On top of his radio work with "The Grateful Dead Hour," which celebrated 20 years on the air last month, and as host of "Dead to the World," another Deadhead show on KPFA, Gans has been touring and recording as a solo singer/songwriter for the past eight years, struggling to make a name for himself as a musician.
The Sweetwater gig fell in his lap when another singer/songwriter canceled at the last minute. On two days' notice, Gans jumped at the chance to fill the slot, putting out the word to his musician friends that they were welcome to join him. That was in December, and it's taken off from there.
"The best thing about the Grateful Dead, which has been kind of lost over the years, was that sense of collaboration and spontaneity," he said this week.
"So what I'm doing is putting together interesting combinations of people, trying to create some spontaneous fun. Sometimes I have 17 people to juggle. I seem to have a knack for being a ringmaster."
Gans, 51, describes himself as "a professional Deadhead." He saw his first Grateful Dead show at Winterland in 1972, and went on to parlay his fandom into a career. He wrote for and edited local music magazines, eventually interviewing all the members of the band and writing three books: "Playing in the Band: An Oral and Visual Portrait of the Grateful Dead," "Conversations with the Dead" and "Not Fade Away: The Online World Remembers Jerry Garcia."

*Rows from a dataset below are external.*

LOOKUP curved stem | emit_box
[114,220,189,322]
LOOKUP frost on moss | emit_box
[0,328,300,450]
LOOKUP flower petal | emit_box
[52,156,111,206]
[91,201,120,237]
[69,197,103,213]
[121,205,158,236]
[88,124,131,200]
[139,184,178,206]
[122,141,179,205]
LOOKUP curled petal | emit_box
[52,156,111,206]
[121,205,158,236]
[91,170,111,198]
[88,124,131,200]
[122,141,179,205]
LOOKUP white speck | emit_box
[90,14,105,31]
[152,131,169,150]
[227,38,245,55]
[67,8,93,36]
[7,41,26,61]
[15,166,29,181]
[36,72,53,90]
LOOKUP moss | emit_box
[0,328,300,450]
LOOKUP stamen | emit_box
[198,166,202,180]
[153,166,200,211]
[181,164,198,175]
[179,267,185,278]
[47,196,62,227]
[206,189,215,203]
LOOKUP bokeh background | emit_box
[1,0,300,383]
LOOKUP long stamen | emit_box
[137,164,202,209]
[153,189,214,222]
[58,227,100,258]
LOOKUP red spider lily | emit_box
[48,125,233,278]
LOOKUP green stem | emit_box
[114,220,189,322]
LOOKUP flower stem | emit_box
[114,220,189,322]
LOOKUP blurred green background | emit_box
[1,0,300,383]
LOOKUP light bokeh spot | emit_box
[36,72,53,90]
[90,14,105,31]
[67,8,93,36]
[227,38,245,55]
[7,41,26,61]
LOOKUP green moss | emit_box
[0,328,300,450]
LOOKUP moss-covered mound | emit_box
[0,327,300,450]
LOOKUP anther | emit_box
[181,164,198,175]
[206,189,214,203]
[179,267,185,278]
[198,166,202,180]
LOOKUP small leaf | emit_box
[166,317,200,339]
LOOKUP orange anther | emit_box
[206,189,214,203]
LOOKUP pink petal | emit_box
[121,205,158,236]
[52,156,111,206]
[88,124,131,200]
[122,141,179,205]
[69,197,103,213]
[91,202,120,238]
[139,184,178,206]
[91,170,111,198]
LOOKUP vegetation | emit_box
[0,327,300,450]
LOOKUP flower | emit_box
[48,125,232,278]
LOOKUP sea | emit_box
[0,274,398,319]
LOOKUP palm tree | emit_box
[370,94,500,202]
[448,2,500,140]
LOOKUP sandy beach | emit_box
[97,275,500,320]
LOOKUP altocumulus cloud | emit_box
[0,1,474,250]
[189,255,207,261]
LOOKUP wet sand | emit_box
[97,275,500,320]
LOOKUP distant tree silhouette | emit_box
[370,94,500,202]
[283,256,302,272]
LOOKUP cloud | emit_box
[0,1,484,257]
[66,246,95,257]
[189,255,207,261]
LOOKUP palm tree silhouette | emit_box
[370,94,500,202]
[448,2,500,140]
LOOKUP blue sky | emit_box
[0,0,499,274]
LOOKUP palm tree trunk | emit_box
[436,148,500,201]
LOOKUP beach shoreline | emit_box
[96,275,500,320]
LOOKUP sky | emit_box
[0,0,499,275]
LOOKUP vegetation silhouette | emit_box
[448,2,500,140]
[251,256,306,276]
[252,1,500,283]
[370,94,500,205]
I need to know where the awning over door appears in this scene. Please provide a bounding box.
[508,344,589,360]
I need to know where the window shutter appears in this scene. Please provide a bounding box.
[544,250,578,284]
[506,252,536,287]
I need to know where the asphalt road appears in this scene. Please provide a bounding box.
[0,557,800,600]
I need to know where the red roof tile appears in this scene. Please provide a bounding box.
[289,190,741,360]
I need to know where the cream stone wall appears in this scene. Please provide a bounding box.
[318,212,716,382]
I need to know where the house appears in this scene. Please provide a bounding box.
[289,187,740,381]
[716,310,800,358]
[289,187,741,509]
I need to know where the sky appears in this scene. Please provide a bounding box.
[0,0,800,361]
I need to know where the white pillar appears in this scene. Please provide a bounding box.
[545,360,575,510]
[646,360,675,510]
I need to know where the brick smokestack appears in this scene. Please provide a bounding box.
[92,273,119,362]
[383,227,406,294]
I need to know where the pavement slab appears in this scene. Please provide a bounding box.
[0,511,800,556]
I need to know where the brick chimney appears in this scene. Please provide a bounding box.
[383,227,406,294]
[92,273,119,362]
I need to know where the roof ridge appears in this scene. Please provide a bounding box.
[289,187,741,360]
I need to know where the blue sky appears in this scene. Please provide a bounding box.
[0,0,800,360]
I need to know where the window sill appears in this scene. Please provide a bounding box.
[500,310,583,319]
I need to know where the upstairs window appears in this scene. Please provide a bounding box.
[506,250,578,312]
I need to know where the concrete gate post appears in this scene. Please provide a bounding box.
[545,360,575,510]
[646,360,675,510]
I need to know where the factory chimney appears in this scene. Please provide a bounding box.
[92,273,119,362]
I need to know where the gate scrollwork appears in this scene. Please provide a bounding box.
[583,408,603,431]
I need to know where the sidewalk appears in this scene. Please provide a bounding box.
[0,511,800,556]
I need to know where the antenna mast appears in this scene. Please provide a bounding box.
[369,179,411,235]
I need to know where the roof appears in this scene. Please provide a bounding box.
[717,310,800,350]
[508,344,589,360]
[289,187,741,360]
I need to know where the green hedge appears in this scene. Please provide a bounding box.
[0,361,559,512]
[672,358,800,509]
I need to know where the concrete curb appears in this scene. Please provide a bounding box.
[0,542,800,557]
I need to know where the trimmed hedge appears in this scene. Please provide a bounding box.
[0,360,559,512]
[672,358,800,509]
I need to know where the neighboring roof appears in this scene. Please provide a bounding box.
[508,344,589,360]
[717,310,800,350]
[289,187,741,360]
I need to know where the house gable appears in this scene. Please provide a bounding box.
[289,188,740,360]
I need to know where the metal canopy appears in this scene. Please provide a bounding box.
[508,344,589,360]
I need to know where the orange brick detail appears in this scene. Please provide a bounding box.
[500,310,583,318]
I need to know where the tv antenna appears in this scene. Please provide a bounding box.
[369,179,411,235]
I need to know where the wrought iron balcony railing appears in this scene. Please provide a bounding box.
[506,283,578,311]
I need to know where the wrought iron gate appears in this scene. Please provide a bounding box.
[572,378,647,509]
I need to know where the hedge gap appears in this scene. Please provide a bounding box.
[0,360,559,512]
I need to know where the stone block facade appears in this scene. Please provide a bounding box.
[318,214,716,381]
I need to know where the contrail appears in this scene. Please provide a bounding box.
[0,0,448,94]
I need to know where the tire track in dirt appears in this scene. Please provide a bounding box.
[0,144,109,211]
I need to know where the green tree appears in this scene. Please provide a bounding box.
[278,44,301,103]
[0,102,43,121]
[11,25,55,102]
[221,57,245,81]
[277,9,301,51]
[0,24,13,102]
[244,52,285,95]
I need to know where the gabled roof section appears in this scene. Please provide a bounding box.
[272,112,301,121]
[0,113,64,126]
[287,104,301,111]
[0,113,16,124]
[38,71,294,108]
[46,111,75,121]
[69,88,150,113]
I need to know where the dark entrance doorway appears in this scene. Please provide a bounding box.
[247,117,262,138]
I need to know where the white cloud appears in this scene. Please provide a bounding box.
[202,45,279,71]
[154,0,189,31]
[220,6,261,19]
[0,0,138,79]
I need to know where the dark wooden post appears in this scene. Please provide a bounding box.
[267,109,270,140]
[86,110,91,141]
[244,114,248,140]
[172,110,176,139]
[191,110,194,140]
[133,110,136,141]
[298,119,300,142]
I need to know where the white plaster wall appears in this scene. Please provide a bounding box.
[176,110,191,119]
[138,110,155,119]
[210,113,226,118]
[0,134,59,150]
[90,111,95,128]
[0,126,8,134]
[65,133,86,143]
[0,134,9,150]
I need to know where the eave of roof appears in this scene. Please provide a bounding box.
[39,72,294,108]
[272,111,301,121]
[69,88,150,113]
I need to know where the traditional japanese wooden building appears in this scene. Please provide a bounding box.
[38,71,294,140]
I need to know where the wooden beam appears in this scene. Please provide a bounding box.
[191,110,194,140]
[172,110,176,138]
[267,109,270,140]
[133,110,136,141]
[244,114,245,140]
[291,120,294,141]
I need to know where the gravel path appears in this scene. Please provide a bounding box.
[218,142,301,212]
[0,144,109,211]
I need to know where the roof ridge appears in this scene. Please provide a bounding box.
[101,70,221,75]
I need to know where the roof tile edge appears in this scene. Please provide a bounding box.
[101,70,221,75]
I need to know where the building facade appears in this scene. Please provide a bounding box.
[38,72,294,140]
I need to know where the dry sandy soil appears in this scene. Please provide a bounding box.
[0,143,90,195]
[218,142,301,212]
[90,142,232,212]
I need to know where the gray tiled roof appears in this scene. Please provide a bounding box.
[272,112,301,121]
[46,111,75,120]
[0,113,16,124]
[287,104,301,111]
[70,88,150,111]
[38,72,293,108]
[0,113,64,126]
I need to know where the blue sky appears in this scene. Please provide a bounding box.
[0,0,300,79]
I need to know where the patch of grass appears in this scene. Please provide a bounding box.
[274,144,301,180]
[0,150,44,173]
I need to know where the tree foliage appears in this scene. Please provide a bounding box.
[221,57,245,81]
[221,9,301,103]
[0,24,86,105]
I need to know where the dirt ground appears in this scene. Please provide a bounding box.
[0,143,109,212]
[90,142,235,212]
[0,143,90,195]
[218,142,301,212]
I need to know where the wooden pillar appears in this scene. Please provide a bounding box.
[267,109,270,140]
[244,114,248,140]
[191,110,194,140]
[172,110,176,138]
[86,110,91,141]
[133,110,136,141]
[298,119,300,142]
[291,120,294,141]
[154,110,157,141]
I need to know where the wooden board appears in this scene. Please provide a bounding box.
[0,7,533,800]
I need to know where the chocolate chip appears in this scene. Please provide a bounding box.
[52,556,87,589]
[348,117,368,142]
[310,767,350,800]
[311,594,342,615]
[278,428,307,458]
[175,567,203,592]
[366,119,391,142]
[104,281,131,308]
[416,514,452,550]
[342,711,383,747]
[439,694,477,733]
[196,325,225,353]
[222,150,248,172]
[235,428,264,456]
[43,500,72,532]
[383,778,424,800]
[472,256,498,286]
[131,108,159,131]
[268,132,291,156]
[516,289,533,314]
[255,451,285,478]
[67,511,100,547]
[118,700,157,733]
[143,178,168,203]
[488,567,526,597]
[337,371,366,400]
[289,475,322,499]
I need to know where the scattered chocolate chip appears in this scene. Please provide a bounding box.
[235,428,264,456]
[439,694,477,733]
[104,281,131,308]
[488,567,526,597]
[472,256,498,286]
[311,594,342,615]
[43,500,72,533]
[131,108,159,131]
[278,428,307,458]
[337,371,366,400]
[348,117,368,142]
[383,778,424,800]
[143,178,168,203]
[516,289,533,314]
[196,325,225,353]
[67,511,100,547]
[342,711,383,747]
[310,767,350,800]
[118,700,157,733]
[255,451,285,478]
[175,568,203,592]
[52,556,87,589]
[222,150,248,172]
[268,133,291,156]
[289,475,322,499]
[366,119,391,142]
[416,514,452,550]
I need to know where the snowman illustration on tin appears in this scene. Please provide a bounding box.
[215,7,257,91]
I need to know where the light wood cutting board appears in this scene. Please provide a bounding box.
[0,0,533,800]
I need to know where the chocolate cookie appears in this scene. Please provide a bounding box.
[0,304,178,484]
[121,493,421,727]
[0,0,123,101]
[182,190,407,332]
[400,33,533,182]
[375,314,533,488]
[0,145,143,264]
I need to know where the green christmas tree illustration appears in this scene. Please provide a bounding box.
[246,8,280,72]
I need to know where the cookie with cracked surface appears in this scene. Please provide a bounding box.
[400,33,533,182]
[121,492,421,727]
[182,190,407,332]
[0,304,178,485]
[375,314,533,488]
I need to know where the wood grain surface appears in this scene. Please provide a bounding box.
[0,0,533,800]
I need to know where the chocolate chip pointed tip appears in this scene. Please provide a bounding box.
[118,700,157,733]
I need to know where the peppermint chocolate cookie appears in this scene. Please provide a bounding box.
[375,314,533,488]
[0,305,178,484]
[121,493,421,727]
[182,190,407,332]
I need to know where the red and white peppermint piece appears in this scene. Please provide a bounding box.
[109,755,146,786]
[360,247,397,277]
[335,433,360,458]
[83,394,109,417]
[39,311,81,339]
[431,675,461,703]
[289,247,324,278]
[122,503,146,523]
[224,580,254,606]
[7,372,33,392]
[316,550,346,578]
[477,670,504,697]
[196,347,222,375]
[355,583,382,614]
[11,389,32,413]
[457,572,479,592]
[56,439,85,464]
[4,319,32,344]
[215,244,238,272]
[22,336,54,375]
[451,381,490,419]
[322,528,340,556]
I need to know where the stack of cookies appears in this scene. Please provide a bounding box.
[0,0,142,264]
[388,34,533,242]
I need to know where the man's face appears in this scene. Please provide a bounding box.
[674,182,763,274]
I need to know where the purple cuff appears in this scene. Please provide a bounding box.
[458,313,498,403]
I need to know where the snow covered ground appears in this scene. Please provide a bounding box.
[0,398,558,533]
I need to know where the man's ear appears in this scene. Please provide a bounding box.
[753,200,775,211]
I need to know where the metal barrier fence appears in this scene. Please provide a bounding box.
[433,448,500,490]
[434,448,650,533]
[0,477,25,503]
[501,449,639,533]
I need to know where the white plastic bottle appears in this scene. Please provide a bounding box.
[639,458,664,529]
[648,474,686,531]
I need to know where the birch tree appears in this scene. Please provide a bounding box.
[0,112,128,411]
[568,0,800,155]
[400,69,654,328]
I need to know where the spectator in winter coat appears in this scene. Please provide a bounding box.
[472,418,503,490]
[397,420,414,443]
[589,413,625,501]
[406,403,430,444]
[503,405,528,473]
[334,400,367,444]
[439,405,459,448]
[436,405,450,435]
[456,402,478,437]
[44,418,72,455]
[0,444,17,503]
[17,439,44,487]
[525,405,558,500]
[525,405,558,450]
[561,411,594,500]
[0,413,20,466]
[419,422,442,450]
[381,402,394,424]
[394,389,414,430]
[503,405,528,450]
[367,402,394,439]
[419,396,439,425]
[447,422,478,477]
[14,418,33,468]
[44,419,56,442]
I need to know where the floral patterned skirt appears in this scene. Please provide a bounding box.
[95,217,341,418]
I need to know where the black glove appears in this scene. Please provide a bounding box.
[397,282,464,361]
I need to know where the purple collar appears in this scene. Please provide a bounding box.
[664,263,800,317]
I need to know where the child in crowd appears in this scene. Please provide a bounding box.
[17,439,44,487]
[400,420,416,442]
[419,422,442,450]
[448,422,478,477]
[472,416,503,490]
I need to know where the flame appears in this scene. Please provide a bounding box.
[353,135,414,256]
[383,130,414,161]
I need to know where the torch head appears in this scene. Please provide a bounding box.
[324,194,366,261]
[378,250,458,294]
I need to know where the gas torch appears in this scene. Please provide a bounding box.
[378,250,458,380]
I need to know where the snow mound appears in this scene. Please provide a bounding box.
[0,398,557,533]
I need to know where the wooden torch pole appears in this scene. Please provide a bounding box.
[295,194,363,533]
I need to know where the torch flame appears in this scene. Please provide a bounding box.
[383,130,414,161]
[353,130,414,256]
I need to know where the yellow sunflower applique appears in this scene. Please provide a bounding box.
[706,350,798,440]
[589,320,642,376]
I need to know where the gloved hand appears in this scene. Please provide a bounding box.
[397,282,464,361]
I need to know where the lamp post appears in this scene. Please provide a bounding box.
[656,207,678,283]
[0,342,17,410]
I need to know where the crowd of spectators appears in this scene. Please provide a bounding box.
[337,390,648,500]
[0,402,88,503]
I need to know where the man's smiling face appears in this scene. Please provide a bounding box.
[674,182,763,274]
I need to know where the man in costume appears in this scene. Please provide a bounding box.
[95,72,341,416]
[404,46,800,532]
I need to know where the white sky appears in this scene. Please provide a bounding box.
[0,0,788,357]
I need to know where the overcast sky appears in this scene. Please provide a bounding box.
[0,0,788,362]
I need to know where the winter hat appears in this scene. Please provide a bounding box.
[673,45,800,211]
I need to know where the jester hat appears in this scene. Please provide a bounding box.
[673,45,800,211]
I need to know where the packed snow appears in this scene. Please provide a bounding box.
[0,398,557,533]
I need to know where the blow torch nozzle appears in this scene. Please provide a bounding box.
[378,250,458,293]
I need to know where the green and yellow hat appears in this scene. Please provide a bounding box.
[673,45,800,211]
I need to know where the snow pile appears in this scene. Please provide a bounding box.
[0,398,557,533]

While never a full-time musician, the Oakland resident has been playing guitar and singing since he was a teenager. After high school in San Jose, he performed semi-professionally on what he calls "the steak-and-lobster circuit" in the South Bay, doing "a folky thing." After that, he played in bands with college buddies in Berkeley and always seemed to have casual gigs of one kind or another.
He'd always wanted to be a musician, but seemed to fall into writing and radio as more reliable ways of making a living, particularly with his scholarly expertise on the Grateful Dead.
"But then after Garcia died (in 1995), I started thinking, 'You know, this Grateful Dead thing has been fun, but it's probably not going to last forever,'" he said. "I never really intended to become a professional Deadhead anyway. I was a musician who got into writing and radio. I had to get back to what I meant to do with my life, which was be a musician."
Gans took the first step in 1997, playing at the Gathering of the Vibes, a Deadhead festival in upstate New York.
"I had to overcome that pigeonholing thing," he said. "People said, 'What's he doing up there with a guitar in his hands? He's a radio DJ. He's not a musician.'"
Among non-Deadheads, it was even worse.
"You know how beloved the Grateful Dead are in some circles and how completely ridiculed they are in the mainstream," he said.
"Being a famous Deadhead is like wearing a gigantic 'Kick Me' sign in the mainstream culture. People think because I'm a famous Deadhead, they know what my music is going to sound like. My musical interests are pretty diverse. So on a certain level, it's been a little bit of a detriment to me as a musician to be so closely associated with the Grateful Dead."
Gans is gradually gaining ground as a musician in his own right, playing about 90 shows a year. He's recorded a pair of albums: "Home By Morning" in 1997 and "Solo Acoustic" in 1991. In 2003, he was featured in a DVD, "Live at the Powerhouse."
He usually performs solo, playing an acoustic Rick Foster-built guitar through a digital device called a Loop Station that allows him to play multiple guitar parts. Wired magazine's Steve Silberman called him "the bastard child of Hank Williams, Jackson Browne and Robert Fripp."
While he's never gotten tired of the Grateful Dead, he feels that he has more balance in his life now that he has his own identity as a musician.
"I'm really kind of glad I didn't go out touring in my 20s because I'd probably be a burnout by now," he said. "Maybe I shouldn't quit my day job, but I'm still having fun."